Definitive diagnostic criteria:

• Endometrial biopsy with histopathologic evidence of endometritis^{Footnote 11}
• Transvaginal sonography or other imaging techniques showing thickened fluid-filled tubes, with or without free pelvic fluid or tubo-ovarian complex
• Gold standard: Laparoscopy demonstrating abnormalities consistent with PID, such as fallopian tube erythema or mucopurulent exudates

Empiric treatment and management

Early diagnosis and treatment are crucial to maintain fertility. Due to the polymicrobial nature of the infection, empiric treatment regimens include broad-spectrum coverage for the most likely etiologic agents such as STI, facultative bacteria and streptococci^{Footnote 12}.

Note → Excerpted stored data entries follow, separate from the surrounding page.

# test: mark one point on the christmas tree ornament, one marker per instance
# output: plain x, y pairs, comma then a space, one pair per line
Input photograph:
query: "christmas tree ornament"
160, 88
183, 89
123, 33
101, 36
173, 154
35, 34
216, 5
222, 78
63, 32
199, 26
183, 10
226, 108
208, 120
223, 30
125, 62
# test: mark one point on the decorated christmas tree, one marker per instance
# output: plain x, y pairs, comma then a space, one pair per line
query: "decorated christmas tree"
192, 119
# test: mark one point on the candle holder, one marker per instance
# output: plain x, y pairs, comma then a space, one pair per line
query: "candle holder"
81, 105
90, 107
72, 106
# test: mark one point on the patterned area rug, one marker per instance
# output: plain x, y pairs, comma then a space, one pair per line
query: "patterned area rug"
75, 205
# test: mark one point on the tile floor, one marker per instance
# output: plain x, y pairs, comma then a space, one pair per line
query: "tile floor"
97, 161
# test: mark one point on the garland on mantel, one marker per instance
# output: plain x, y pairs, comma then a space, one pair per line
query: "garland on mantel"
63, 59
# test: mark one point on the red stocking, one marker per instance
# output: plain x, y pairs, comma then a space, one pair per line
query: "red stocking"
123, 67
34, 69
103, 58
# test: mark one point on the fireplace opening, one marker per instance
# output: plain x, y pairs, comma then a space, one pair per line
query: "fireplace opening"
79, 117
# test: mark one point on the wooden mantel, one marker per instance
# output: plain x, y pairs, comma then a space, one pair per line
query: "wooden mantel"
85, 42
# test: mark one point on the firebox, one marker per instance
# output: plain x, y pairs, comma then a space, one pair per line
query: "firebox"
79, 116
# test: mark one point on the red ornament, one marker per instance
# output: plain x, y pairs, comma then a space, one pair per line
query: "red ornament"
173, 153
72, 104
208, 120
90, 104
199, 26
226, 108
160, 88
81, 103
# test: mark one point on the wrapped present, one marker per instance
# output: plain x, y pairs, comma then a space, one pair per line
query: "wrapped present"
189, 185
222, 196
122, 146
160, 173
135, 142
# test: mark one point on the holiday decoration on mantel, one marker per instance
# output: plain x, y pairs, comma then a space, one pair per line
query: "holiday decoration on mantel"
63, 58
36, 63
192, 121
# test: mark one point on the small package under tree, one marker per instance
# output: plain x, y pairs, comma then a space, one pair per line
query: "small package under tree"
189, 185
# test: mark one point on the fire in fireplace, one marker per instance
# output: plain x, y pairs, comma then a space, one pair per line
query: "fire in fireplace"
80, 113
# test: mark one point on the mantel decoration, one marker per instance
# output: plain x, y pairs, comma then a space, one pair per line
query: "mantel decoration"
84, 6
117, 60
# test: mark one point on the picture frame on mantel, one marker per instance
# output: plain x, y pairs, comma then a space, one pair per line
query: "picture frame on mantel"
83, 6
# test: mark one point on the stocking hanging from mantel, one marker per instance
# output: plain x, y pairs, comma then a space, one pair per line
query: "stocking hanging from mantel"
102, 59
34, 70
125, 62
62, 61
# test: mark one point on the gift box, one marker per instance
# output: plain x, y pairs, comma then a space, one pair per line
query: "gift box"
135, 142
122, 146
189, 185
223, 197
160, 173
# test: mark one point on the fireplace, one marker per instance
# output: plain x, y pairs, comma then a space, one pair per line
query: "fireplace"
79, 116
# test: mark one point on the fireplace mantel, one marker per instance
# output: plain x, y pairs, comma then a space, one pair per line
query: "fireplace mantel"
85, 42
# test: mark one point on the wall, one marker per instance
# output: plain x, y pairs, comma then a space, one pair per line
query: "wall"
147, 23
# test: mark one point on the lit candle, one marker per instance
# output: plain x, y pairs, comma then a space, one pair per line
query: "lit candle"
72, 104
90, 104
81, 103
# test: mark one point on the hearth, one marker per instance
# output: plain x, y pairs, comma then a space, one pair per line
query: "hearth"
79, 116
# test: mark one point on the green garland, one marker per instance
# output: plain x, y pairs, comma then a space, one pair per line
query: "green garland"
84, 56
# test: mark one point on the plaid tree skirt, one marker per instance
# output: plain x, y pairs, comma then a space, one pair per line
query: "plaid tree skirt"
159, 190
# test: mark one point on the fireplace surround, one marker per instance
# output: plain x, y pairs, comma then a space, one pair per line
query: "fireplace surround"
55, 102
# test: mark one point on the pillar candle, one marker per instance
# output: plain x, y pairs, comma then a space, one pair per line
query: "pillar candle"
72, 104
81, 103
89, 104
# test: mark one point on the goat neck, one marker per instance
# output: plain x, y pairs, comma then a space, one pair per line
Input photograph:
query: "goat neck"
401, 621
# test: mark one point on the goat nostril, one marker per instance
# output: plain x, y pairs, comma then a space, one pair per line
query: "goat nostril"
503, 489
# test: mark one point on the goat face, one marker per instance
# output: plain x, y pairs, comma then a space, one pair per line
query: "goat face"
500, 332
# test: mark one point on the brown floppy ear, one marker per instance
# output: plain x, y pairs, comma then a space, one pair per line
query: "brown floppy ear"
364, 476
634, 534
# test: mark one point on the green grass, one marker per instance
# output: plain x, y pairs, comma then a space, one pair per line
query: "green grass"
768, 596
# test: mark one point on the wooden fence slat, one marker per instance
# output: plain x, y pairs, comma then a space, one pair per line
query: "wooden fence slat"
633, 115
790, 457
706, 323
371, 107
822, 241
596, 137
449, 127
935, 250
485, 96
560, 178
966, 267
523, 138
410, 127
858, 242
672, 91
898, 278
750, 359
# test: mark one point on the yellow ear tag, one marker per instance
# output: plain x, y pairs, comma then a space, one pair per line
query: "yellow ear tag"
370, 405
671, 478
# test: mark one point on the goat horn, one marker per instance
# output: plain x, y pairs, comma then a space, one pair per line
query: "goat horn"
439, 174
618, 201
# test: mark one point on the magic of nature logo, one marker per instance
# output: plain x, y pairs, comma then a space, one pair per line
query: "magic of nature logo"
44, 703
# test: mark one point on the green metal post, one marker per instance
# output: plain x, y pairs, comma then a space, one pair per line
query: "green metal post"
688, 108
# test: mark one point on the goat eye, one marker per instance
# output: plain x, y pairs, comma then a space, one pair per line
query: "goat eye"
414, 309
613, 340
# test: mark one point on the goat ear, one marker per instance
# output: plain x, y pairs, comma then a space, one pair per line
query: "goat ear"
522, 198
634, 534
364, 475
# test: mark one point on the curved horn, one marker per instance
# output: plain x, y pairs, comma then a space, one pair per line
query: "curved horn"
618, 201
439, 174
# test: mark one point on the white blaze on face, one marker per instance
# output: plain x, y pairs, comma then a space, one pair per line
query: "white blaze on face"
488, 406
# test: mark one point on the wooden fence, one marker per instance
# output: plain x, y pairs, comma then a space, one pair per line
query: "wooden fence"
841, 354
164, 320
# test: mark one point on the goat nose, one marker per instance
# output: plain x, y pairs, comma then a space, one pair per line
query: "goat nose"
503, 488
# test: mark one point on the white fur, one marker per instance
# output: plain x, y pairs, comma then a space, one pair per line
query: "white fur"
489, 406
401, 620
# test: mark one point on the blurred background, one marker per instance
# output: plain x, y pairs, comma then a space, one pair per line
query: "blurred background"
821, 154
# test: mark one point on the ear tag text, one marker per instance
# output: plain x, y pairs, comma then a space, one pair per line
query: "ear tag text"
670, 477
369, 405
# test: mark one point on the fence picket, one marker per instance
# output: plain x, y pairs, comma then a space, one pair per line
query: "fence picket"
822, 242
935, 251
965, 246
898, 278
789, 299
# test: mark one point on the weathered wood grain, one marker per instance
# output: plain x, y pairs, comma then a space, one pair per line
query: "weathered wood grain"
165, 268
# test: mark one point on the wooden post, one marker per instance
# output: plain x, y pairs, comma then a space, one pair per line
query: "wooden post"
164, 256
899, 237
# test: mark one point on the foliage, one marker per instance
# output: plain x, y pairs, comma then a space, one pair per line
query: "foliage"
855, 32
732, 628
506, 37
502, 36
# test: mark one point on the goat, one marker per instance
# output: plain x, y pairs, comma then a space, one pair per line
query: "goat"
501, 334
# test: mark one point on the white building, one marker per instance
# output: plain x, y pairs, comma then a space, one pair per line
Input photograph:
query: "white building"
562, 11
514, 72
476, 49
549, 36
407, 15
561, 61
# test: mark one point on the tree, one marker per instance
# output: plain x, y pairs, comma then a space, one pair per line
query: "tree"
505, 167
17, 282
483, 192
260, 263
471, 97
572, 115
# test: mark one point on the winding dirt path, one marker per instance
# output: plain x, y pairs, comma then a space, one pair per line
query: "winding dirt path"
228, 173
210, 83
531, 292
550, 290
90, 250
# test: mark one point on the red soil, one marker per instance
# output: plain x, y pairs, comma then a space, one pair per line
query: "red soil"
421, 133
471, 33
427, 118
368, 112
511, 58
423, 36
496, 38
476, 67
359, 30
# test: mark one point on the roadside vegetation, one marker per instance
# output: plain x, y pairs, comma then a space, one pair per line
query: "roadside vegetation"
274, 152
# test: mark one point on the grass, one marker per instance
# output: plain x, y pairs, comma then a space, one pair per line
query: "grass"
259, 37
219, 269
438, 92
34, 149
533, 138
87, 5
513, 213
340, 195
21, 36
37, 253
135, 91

Outpatient treatment for PID
Regimen AFootnote 13	Regimen B
Ceftriaxone 250 mg IM in a single dose plus Doxycycline 100 mg PO BID for 14 days [A-II] plus or minus Metronidazole 500 mg PO BID for 14 days [B-III]	Levofloxacin 500 mg PO once a day for 14 days plus or minus Metronidazole 500 mg PO BID for 14 days [B-II]

Notes:

• Consider adding metronidazole to provide anaerobic coverage for people who are acutely ill (fever, chills and toxicity) or who have bacterial vaginosis^{Footnote 14}.
• Quinolones are effective in treating acute PID that is not caused by quinolone-resistant GC^{Footnote 15Footnote 16Footnote 17}.
• Consult an experienced colleague when there are contraindications to the recommended treatments.

The management of people with PID is not adequate unless sexual partners are also evaluated and treated.

Hospitalization is indicated in the following circumstances:

• Surgical emergencies such as appendicitis or ectopic pregnancy or tubo-ovarian abscess cannot be ruled out
• Pregnancy: Although PID in pregnancy is not common especially after the first trimester, there is an increased risk of adverse outcomes for both the person and the pregnancy
• Severe pain, illness, nausea, vomiting or high fever
• No clinical response to outpatient treatment regimen 2-3 days after initiation^{Footnote 18}
• Inability to follow or tolerate oral treatment regimen
• Immunocompromised

PID is not an indication for intrauterine device (IUD) removal^{Footnote 19}. If IUD removal is planned, delay removal until at least two doses of antibiotics have been administered.

Follow-up

Evaluate response to treatment after 2-3 days^{Footnote 18}. If there is no clinical improvement, consider consulting an experienced colleague. Hospitalization may be necessary for further investigation, parenteral therapy and observation. Consider other differential or mixed diagnoses and a laparoscopy.

The need for test of cure (TOC) depends on which pathogen is confirmed by laboratory testing. Refer to the etiology-specific guide.

In persons with persistent or recurrent PID, consider NAAT testing for M. genitalium, including antibiotic susceptibility (where available). If testing is not available, consider empiric treatment for M. genitalium. Refer to Mycoplasma genitalium guide.

Reporting and partner notification

When treatment is indicated for an STI: notify, evaluate, test and treat (as appropriate) sexual partners. Refer to the etiology-specific guide(s) for guidance on reporting and partner notification.